Se la costituente valdostana fosse un edificio, stamattina forse avremmo assistito alla posa della prima pietra. Più di 200 persone hanno affollato la sala congressi della Maison Grivola, a Cogne, per l’assemblea pubblica convocata dall’Uvp e aperta al pubblico e alle forze politiche valdostane. Cinque ore di discussione, una ventina di interventi lunghi e circostanziati, ai quali, per motivi di tempo, non è seguito un vero dibattito organizzato sotto forma di botta e risposta.
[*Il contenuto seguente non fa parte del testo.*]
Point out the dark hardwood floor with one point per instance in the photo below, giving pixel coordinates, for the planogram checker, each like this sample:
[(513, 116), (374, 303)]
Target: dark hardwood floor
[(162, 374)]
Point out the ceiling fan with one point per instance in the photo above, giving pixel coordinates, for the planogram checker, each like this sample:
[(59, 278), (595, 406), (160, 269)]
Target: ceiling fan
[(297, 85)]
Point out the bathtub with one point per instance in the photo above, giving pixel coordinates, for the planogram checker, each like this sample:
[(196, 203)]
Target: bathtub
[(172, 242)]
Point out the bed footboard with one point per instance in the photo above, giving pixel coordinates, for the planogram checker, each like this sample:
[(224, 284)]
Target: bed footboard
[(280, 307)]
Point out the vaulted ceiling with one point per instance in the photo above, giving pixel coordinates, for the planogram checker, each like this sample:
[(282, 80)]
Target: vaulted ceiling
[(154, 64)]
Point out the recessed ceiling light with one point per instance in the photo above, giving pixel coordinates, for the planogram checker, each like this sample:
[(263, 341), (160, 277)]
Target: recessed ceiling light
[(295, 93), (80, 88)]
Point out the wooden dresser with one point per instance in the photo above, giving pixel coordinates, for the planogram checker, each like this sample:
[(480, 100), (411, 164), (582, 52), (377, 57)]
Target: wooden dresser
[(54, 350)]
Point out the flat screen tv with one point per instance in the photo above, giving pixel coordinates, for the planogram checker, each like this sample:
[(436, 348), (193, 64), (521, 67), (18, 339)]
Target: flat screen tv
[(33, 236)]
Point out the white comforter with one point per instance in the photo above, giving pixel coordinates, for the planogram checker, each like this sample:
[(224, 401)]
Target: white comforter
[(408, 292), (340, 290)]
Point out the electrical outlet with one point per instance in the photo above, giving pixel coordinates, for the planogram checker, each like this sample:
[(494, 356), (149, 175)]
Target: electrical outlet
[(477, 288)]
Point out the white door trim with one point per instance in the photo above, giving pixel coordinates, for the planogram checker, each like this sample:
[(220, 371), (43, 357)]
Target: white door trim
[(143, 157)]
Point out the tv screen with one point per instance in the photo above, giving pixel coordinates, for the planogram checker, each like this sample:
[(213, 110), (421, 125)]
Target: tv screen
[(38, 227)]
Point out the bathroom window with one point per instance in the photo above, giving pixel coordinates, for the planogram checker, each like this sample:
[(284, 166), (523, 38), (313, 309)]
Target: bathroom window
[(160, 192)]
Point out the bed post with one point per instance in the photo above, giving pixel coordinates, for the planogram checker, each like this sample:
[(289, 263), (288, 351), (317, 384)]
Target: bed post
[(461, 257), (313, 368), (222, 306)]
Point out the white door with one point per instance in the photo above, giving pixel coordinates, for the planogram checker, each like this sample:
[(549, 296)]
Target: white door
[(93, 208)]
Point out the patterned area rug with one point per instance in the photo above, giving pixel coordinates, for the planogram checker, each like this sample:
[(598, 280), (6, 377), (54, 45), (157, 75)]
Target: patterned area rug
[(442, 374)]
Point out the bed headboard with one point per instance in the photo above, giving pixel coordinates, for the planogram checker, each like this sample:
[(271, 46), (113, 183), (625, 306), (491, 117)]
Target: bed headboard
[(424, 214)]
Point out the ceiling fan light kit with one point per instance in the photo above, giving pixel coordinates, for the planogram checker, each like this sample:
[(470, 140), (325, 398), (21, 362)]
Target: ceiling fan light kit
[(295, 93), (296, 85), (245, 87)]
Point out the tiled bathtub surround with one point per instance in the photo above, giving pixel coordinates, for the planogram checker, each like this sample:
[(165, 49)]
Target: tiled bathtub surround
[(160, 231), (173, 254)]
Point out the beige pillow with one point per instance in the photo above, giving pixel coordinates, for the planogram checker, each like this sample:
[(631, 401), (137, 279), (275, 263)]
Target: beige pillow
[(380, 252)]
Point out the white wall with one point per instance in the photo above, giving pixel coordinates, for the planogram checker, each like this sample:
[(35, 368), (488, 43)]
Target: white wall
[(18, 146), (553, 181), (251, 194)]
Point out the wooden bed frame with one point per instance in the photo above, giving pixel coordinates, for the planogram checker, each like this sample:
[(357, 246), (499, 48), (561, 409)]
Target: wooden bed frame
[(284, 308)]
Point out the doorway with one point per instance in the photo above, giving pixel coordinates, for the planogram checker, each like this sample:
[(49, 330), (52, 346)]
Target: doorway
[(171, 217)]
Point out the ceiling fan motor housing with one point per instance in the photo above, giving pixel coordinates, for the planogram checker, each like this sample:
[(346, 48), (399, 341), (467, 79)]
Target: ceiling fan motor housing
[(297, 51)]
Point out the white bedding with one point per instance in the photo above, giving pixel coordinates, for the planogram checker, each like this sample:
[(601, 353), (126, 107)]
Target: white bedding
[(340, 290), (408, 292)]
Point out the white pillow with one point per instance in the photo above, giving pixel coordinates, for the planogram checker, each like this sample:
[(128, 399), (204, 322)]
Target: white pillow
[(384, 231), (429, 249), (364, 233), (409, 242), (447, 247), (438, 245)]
Sarà per la prossima volta: l’appuntamento è già stato fissato per il 26 febbraio. “Una data simbolica, l’anniversario dell’approvazione, nel 1948, dello Statuto Speciale” ha spiegato Luciano Caveri, al termine dell’incontro, presentato assieme ad Alessia Favre, presidente dell’Uvp. “Quello della costituente – ha commentato – è un cammino pluralista, che tiene conto delle istanze di tutti, a partire dal confronto con la popolazione e con i partiti politici che hanno risposto al nostro invito a discutere. L’Uvp ha lanciato l’idea, ma adesso non è più nostra, appartiene a tutti quelli che ci si riconoscono, e che possono sostenerci aderendo al comitato e lottando per difendere l’autonomia”.
Sul palco si sono alternati volti noti della politica, ma non solo. Come annunciato, mancavano solo Alpe e Movimento Cinque Stelle.
Tra i temi toccati, l’identità locale, tutta da definire: è valdostano – hanno voluto sottolineare in molti – non chi può vantare antenati de souche con tanto di cognome dop, ma chi si riconosce come tale. Da più parti si è evocata una generale crisi identitaria: il processo costituente dovrebbe partire dal basso, è stato detto, ma perché questo possa avvenire la popolazione dovrebbe conoscere le basi storiche e culturali dell’autonomia, e sentirsi parte di una comunità unita da qualcosa di più profondo del ricordo nostalgico del buoni benzina. E invece la maggioranza delle non conosce motivazioni e obiettivi dellostatuto, alimentando così i pregiudizi dentro e fuori i confini regionali. “Bisognerà condurre una lotta all’indifferenza”, ha sintetizzato Cesare Dujany. La battuta che più circolava a Cogne: “Perché siamo autonomi? Perché siamo particolari. E perché siamo particolari? Perché siamo autonomi”. Soffiava un lieve vento di autocritica, alimentato anche da Franco Iacop, presidente del Consiglio regionale del Friuli Venezia Giulia, che messo in guardia contro le tentazioni identitarie di matrice sterile e autoreferenziale, tese al mantenimento dei privilegi: un atteggiamento che negli anni ’80 avrebbe fatto scuola.
In generale tutte le forze politiche presenti hanno manifestato l’intenzione di collaborare, aggiungendo ciascuno un ingrediente alla ricetta: per Raimondo Donzel era la meritocrazia, importante argine contro la piaga del clientelismo, per Sandro Bortot era la coerenza tra i nobili obiettivi e il comportamento della classe politica, ostaggio – ha ricordato – del “clan di Rollandin”, per Andrea Paron, Creare Vda, era la capacità di leggere i cambiamenti della società valdostana senza paraocchi ideologici, per Marco Suquet, Uv, era la capacità di fare fronte comune, ponendo la difesa dell’autonomia al centro dell’azione politica. La Stella Alpina, per bocca di Maurizio Martin, ha evocato le macroregioni europee, mentre Marco Vierin, presidente del Consiglio Valle, ha menzionato l’importanza della partecipazione popolare al processo. Massimo Lattanzi, Forza Italia, ha dato l’impressione di vincolare l’adesione del partito all’affermazione di ciò che ha chiamato un principio di democrazia: “Non possiamo difendere l’autonomia e lasciare che a Roma si installino governi senza il voto popolare. Se condividete questo punto di vista siamo con voi”.
Nei prossimi mesi scopriremo se si è trattato di un fuoco di paglia o se davvero oggi sono state poste le basi per una piccola rivoluzione autonomista.